My confidence interval has a 95% chance to contain the true population portion of UUS adults who think climate change affects their local community. And if I was working in a lab, my neighbors interval would have the same 95% chance to capture it. (assuming they followed the same code as above)

Exercise 5

Each student should have gotten a slightly different confidence interval. What proportion of those intervals would you expect to capture the true population mean? Why?

I would expect 95% of the ci intervals to capture the true population mean. Because all the intervals have a 95% ci, I would expect 95% of all of them to capture the true population mean.

Exercise 6

Given a sample size of 60, 1000 bootstrap samples for each interval, and 50 confidence intervals constructed (the default values for the above app), what proportion of your confidence intervals include the true population proportion? Is this proportion exactly equal to the confidence level? If not, explain why. Make sure to include your plot in your answer.

n <- 50
upper_ci <- rep(NA, n)
lower_ci <- rep(NA, n)
for(i in 1:n){
  test <- sample_n(pop, 60)
  ci <- test %>%
  specify(response = climate_change_affects, success = "Yes") %>%
  generate(reps = 1000, type = "bootstrap") %>%
  calculate(stat = "prop") %>%
  get_ci(level = 0.95)
  upper_ci[i] <- ci$upper_ci
  lower_ci[i] <- ci$lower_ci
  

}
plot_ci(lower_ci, upper_ci, 0.62)

96% of my sample (48/50) contains the true population proportion. This proportion is approximately equal to the Ci, within a margin of error.

Exercise 7

Choose a different confidence level than 95%. Would you expect a confidence interval at this level to me wider or narrower than the confidence interval you calculated at the 95% confidence level? Explain your reasoning.

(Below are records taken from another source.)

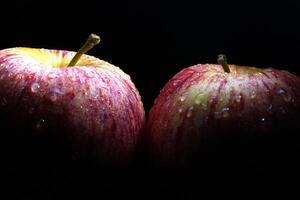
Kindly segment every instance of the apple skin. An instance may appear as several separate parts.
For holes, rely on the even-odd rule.
[[[59,141],[55,145],[76,155],[128,163],[144,129],[141,97],[127,74],[93,56],[65,67],[74,55],[32,48],[0,51],[0,116],[11,136],[2,142],[11,146],[50,135]],[[11,133],[16,127],[18,133]],[[56,146],[51,148],[54,152]]]
[[[156,164],[212,168],[299,151],[300,79],[272,68],[229,67],[185,68],[160,91],[147,124]]]

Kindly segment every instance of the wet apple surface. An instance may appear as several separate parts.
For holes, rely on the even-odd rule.
[[[128,162],[145,121],[137,89],[120,68],[93,56],[68,66],[74,56],[63,50],[0,51],[0,114],[12,126],[6,135],[17,127],[10,142],[50,135],[74,154]]]
[[[300,79],[272,68],[229,69],[185,68],[161,90],[147,127],[159,164],[263,160],[298,146]]]

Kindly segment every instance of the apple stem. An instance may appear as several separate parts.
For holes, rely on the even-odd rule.
[[[72,58],[71,62],[69,63],[69,66],[75,66],[80,57],[92,49],[94,46],[96,46],[100,42],[100,37],[94,33],[91,33],[84,43],[84,45],[78,50],[78,52],[75,54],[75,56]]]
[[[220,65],[222,65],[222,67],[226,73],[230,73],[230,69],[229,69],[229,66],[227,63],[227,58],[224,54],[218,55],[218,63]]]

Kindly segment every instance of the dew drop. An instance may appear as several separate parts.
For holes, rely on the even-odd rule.
[[[48,74],[48,78],[49,79],[54,79],[54,78],[57,78],[57,77],[58,77],[58,75],[55,74],[55,73],[53,73],[53,72],[51,72],[51,73]]]
[[[38,92],[39,89],[40,89],[40,85],[38,83],[33,83],[30,86],[30,90],[31,90],[32,93]]]
[[[195,100],[195,104],[196,104],[196,105],[200,105],[200,103],[201,103],[200,99],[196,99],[196,100]]]
[[[237,97],[236,97],[236,102],[241,102],[241,99],[242,99],[242,95],[238,95]]]
[[[184,100],[185,100],[185,97],[184,97],[184,96],[180,97],[180,101],[181,101],[181,102],[183,102]]]
[[[223,118],[229,117],[229,108],[228,107],[222,109],[222,117]]]
[[[263,117],[260,119],[260,130],[265,132],[265,131],[267,131],[267,129],[268,129],[267,120],[266,120],[266,118]]]
[[[86,77],[88,78],[93,78],[94,77],[94,73],[93,72],[86,72]]]
[[[221,112],[214,112],[214,116],[216,119],[220,119],[222,117],[222,113]]]
[[[252,91],[252,92],[251,92],[251,95],[250,95],[250,98],[251,98],[251,99],[255,99],[255,97],[256,97],[256,92],[255,92],[255,91]]]
[[[238,76],[236,79],[242,81],[244,80],[244,76]]]
[[[292,96],[283,88],[280,88],[277,93],[282,96],[285,102],[290,102],[292,100]]]
[[[54,102],[57,100],[57,98],[61,95],[63,95],[64,93],[58,88],[58,87],[53,87],[49,94],[48,94],[48,98]]]
[[[192,116],[193,110],[194,110],[194,107],[193,107],[193,106],[189,107],[189,109],[188,109],[188,111],[187,111],[187,114],[186,114],[186,117],[187,117],[187,118],[190,118],[190,117]]]

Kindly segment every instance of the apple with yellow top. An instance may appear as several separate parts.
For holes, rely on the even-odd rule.
[[[15,141],[51,135],[74,154],[117,163],[132,159],[145,123],[143,104],[120,68],[84,54],[99,41],[91,34],[77,53],[0,51],[0,116],[6,134],[18,128]]]
[[[152,158],[216,167],[299,152],[300,79],[218,62],[185,68],[161,90],[147,125]]]

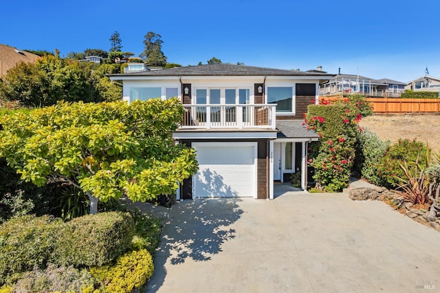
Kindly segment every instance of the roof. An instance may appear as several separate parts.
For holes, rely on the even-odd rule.
[[[298,70],[277,69],[221,63],[196,66],[186,66],[143,72],[111,74],[110,76],[322,76],[328,78],[329,74],[323,72],[305,72]]]
[[[279,130],[277,138],[318,138],[319,135],[303,125],[304,120],[276,120],[276,128]]]
[[[440,78],[439,78],[438,77],[434,77],[434,76],[430,76],[428,75],[424,75],[423,76],[420,76],[419,78],[416,78],[416,79],[413,79],[412,80],[410,80],[408,82],[408,83],[414,83],[416,81],[424,81],[426,80],[426,78],[428,79],[433,79],[435,80],[438,80],[440,81]]]
[[[0,44],[0,76],[6,75],[8,70],[19,62],[34,63],[38,57],[34,54]]]
[[[378,79],[377,81],[383,83],[386,83],[388,85],[406,85],[406,83],[402,83],[400,81],[393,80],[389,78],[381,78],[381,79]]]
[[[366,81],[367,83],[370,83],[371,81],[371,83],[374,85],[406,85],[406,83],[401,83],[400,81],[393,80],[389,78],[374,79],[358,74],[336,74],[331,78],[331,80],[338,80],[341,78],[343,79],[359,80],[360,83],[362,80],[364,80],[364,82],[366,80],[368,80]]]

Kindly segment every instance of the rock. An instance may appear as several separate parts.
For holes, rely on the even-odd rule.
[[[417,217],[419,215],[416,214],[415,213],[409,212],[408,214],[406,214],[406,215],[410,217],[411,219],[414,219]]]
[[[373,188],[368,188],[350,189],[349,197],[353,200],[375,200],[379,198],[379,193]]]
[[[414,206],[414,204],[412,204],[412,202],[407,202],[406,204],[405,204],[405,208],[406,208],[407,210],[411,209],[411,207],[412,206]]]
[[[429,222],[429,224],[437,231],[440,231],[440,224],[435,221],[430,221]]]

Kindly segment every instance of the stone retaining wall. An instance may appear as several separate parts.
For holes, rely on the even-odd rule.
[[[353,200],[380,200],[390,203],[394,208],[419,223],[430,226],[440,232],[440,213],[433,221],[426,220],[428,211],[425,209],[413,208],[413,204],[406,202],[398,193],[384,187],[350,188],[349,197]]]

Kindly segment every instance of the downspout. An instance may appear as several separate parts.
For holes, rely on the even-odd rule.
[[[269,193],[270,191],[270,175],[269,174],[270,162],[270,149],[269,140],[266,141],[266,200],[269,200]]]
[[[182,82],[182,76],[179,76],[179,82],[180,83],[180,102],[184,103],[184,92],[182,89],[184,88],[184,84]]]

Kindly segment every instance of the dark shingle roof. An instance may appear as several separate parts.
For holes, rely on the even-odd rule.
[[[111,76],[324,76],[329,74],[318,72],[305,72],[297,70],[276,69],[234,64],[208,64],[204,65],[174,67],[162,70],[113,74]]]
[[[393,80],[389,78],[381,78],[381,79],[378,79],[377,81],[380,83],[387,83],[388,85],[406,85],[406,83],[402,83],[397,80]]]
[[[277,138],[318,138],[319,135],[314,131],[307,129],[302,125],[304,120],[277,120],[276,129],[280,131]]]

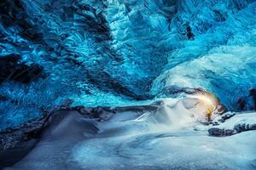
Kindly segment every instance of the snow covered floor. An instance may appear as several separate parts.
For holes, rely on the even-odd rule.
[[[103,122],[59,112],[34,150],[6,169],[255,169],[256,131],[208,136],[209,127],[196,122],[205,107],[195,99],[166,101],[155,111],[119,112]]]

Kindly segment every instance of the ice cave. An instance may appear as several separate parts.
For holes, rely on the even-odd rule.
[[[256,0],[1,0],[0,169],[255,170]]]

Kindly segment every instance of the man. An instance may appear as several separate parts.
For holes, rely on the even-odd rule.
[[[211,116],[212,116],[212,110],[210,109],[207,109],[207,118],[208,122],[211,122]]]
[[[253,88],[251,88],[249,89],[249,96],[253,98],[253,110],[256,110],[256,89]]]

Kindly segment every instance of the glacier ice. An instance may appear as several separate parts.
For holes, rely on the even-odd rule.
[[[36,147],[5,169],[253,169],[256,133],[208,136],[208,127],[191,117],[206,106],[193,107],[195,100],[166,100],[156,110],[120,111],[107,122],[57,112]],[[255,115],[235,116],[224,126],[256,123]],[[177,116],[183,122],[173,122]]]
[[[3,1],[0,57],[17,54],[48,76],[0,84],[1,128],[67,99],[148,104],[174,86],[210,91],[236,110],[255,85],[255,8],[253,0]]]

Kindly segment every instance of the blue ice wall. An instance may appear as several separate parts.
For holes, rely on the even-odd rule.
[[[67,99],[138,105],[173,86],[211,91],[236,110],[256,84],[253,0],[6,0],[0,8],[0,57],[20,56],[45,75],[0,84],[2,127]]]

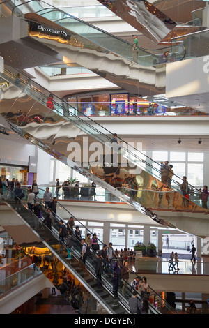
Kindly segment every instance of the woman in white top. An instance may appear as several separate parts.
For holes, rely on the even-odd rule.
[[[32,209],[32,207],[35,204],[35,201],[34,201],[35,196],[36,196],[35,193],[33,193],[32,189],[31,189],[29,191],[29,193],[28,195],[28,198],[27,198],[27,201],[26,201],[26,203],[28,204],[28,207],[30,209]]]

I choose a 1% ci! This would have a significantly smaller ci than the 95% as there only needs to be a 1% chance that the value is within the range.

Exercise 8 & 9

Using code from the infer package and data from the one sample you have (samp), find a confidence interval for the proportion of US Adults who think climate change is affecting their local community with a confidence level of your choosing (other than 95%) and interpret it.

n <- 50
upper_ci <- rep(NA, n)
lower_ci <- rep(NA, n)
for(i in 1:n){
  test <- sample_n(pop, 60)
  ci <- test %>%
  specify(response = climate_change_affects, success = "Yes") %>%
  generate(reps = 1000, type = "bootstrap") %>%
  calculate(stat = "prop") %>%
  get_ci(level = 0.01)
  upper_ci[i] <- ci$upper_ci
  lower_ci[i] <- ci$lower_ci
  

}
plot_ci(lower_ci, upper_ci, 0.62)

None of the cis include the true population proportion.

Exercise 10 & 11

Using code from the infer package and data fromt the one sample you have (samp), find a confidence interval for the proportion of US Adults who think climate change is affecting their local community with a confidence level of your choosing (other than 95%) and interpret it.

n <- 50
upper_ci <- rep(NA, n)
lower_ci <- rep(NA, n)
for(i in 1:n){
  test <- sample_n(pop, 60)
  ci <- test %>%
  specify(response = climate_change_affects, success = "Yes") %>%
  generate(reps = 1000, type = "bootstrap") %>%
  calculate(stat = "prop") %>%
  get_ci(level = 0.25)
  upper_ci[i] <- ci$upper_ci
  lower_ci[i] <- ci$lower_ci
}
plot_ci(lower_ci, upper_ci, 0.62)

12/50 contain the true mean! The spread of the intervals is a lot upper_cier, but less of them contain the true mean. As the number of samples decrease, the variation of the intervals decreases

Exercise 12

Using code from the infer package and data fromt the one sample you have (samp), find a confidence interval for the proportion of US Adults who think climate change is affecting their local community with a confidence level of your choosing (other than 95%) and interpret it.

n <- 50
upper_ci <- rep(NA, n)
lower_ci <- rep(NA, n)
for(i in 1:n){
  test <- sample_n(pop, 60)
  ci <- test %>%
  specify(response = climate_change_affects, success = "Yes") %>%
  generate(reps = 2000, type = "bootstrap") %>%
  calculate(stat = "prop") %>%
  get_ci(level = 0.01)
  upper_ci[i] <- ci$upper_ci
  lower_ci[i] <- ci$lower_ci
  

}
plot_ci(lower_ci, upper_ci, 0.62)

Since the seed has been set the number of reps do not matter.